Failover API handling

Hi Team,

I have one scenario. When response from upstream API is failed(5XX error code), i need to redirect the request to another backup upstream API. Is this feature available or anything similar to this ?

Does this help?

If not, can you clarify what behavior you are seeking?

Not exactly, the link is talking about health check. In my scenario, i want to redirect to another upstream url if response from first is failed.
Normall scenario :
client - > kong redirects to url1 upstream - > upstream api response is success-> kong redirect response to client
My scenario which i am interested is below:
client - > kong redirects to url1 upstream - > upstream api response is error(code 5XX) -> kong should redirect request to url2 now -> final response of url2 to client

Actually we do have option to configure backup/failover url in WSO2. We want to migrate from wso2 to kong

Of course Kong does failovers. Maybe not an explicit failover, but it certainly does cover the functionality.

The main property involved is the retries property of the Service entity. This does exactly what you think it does. The question now is how does Kong select the next upstream service when a failure occurs?

When using simple dns based loadbalancing (without an upstream entity), Kong will do a round-robin on the dns record. So if it is an A-record or SRV record with multiple entries, that’s where it selects the next upstream service.
The catch is that with an SRV record and non-equal weights, multiple tries might end up with the same backend service.
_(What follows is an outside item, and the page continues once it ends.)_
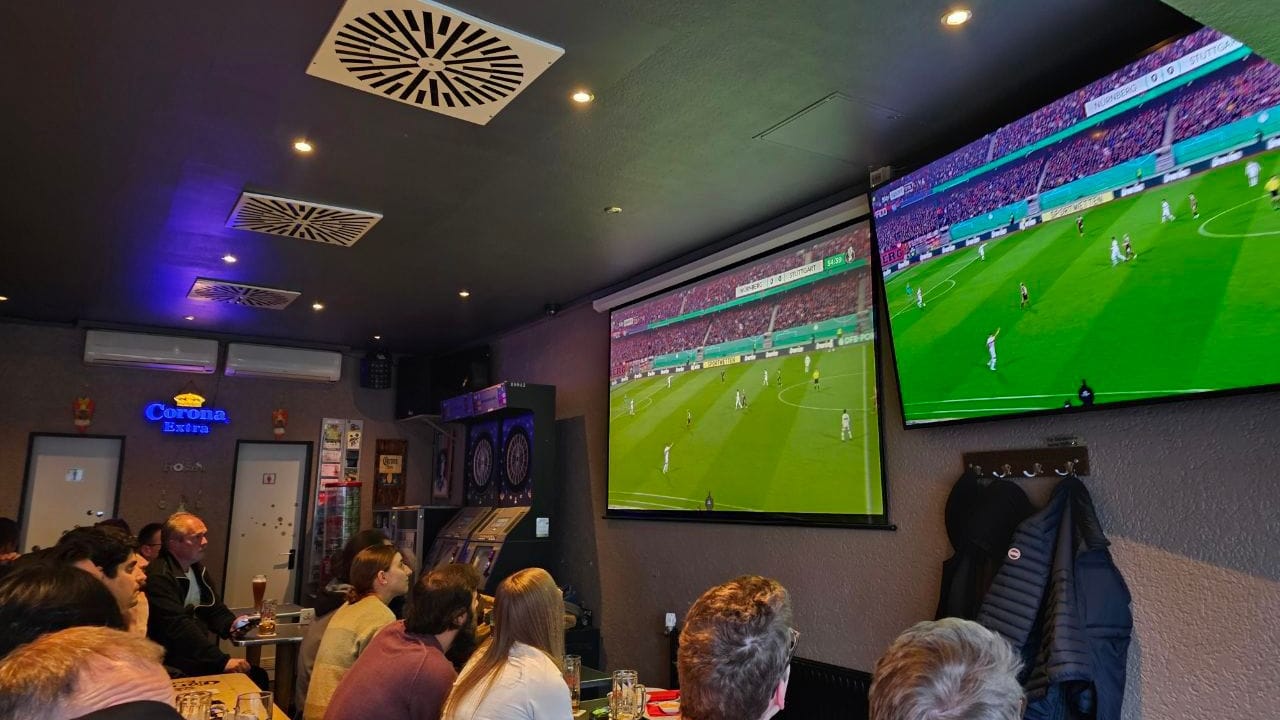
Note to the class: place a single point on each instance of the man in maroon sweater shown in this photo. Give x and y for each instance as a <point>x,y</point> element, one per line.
<point>403,673</point>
Let’s use an example to explain this. Say we have (an extreme) situation with an SRV record containing:

  • name = a.service.local, weight = 1
  • name = b.service.local, weight = 1000

And let’s assume the Service.retries = 5.

In this case if b.service.local returns a 500, we have 5 more tries to go, but due to the weights, 1 vs 1000, there is a big likelihood that each retry will also hit the same b.service.local. Because on DNS records there is no notion of health, Kong will just retry the next one in line, which might actually be the same one. This problem does not occur with equal weights (or with A records since that doesn’t carry any weight info), since every next one is actually a different entry in that case.
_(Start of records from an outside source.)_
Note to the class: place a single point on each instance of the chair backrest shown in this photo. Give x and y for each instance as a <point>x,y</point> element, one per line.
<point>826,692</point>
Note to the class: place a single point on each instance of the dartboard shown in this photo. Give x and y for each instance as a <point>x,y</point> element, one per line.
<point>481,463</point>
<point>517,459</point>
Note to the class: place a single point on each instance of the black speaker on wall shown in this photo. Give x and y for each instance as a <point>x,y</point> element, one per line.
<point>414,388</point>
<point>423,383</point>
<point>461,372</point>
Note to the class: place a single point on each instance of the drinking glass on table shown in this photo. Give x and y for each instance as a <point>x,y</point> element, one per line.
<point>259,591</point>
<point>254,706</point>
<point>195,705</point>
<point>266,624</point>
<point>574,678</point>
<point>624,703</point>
All in all this really is a corner case, and if you have a proper set of backend services and a well chosen retries value, this should be of no concern to you.
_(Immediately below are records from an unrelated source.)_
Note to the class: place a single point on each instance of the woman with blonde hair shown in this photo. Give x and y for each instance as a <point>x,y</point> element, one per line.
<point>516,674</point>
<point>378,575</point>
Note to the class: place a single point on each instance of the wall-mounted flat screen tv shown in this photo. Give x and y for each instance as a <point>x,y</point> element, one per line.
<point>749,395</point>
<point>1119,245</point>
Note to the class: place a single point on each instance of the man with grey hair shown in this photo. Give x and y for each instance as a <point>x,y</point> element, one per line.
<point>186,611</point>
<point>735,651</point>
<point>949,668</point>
Slightly more complex is the loadbalancer case (with an upstream entity). In this case it will do the exact same thing, it will select the next entry in the loadbalancer. But here the balancer does have a notion of health. And once an upstream backend service is considered unhealthy (the circuit-breaker tripped after a number of failures), the balancer will not retry that same backend service.

If you set up “passive” healthchecks, each of the failures will count against the health of the backend service. So with a Service.retries = 5 setting, and a passive healthcheck that fails after eg. 3 failures, you’re completely covered.

Does that help?


Thanks Tieske.
I really don’t want health check to come into picture, because once circuit breaker trips all the next client requests will directly forwarded to URL2 in my scenario. So LoadBalancer might not be good option for me.

Regarding DNS based load balancing -
1.Good thing to note here is no health check.
2. Now ,I want always URL1 to be picked first ,so i give more weight and Service.retries = 1
name = url1.service.local, weight = 60
name = url2.service.local, weight = 50
So as per your statement if url1 fails once, it will pick up url2 next. Is my understanding correct here ?

i cant give equal weights to both, since i always need kong to hit url1 on first go.

If these are your constraints, then you might want to reconsider your setup. This is rather brittle imho. I think modern infrastructures like Kubernetes don’t even support a setup like that.

Kong cannot do this.

Your example with dns based LB, with weight 60 and 50 also doesn’t work. Kong will reduce the numbers to their minimum equivalents, in this case 6 and 5. From there is will create a randomized list with 6+5 = 11 entries. And then it will perform a round-robin on that. The round-robin pointer will only be reset when the dns record expires. So on some cases it will simply start with the backup url.

The proper way to do this would be to implement the priority field of SRV records. But since we’ve never had a request for that Kong doesn’t support it (it only uses the entries with the highest precedence from the SRV record).

That said, since the world is moving to more dynamic setups, with Kubernetes and the likes, I think you should consider to make your failover instance a full instance and not just a backup. This will make your infra more future proof.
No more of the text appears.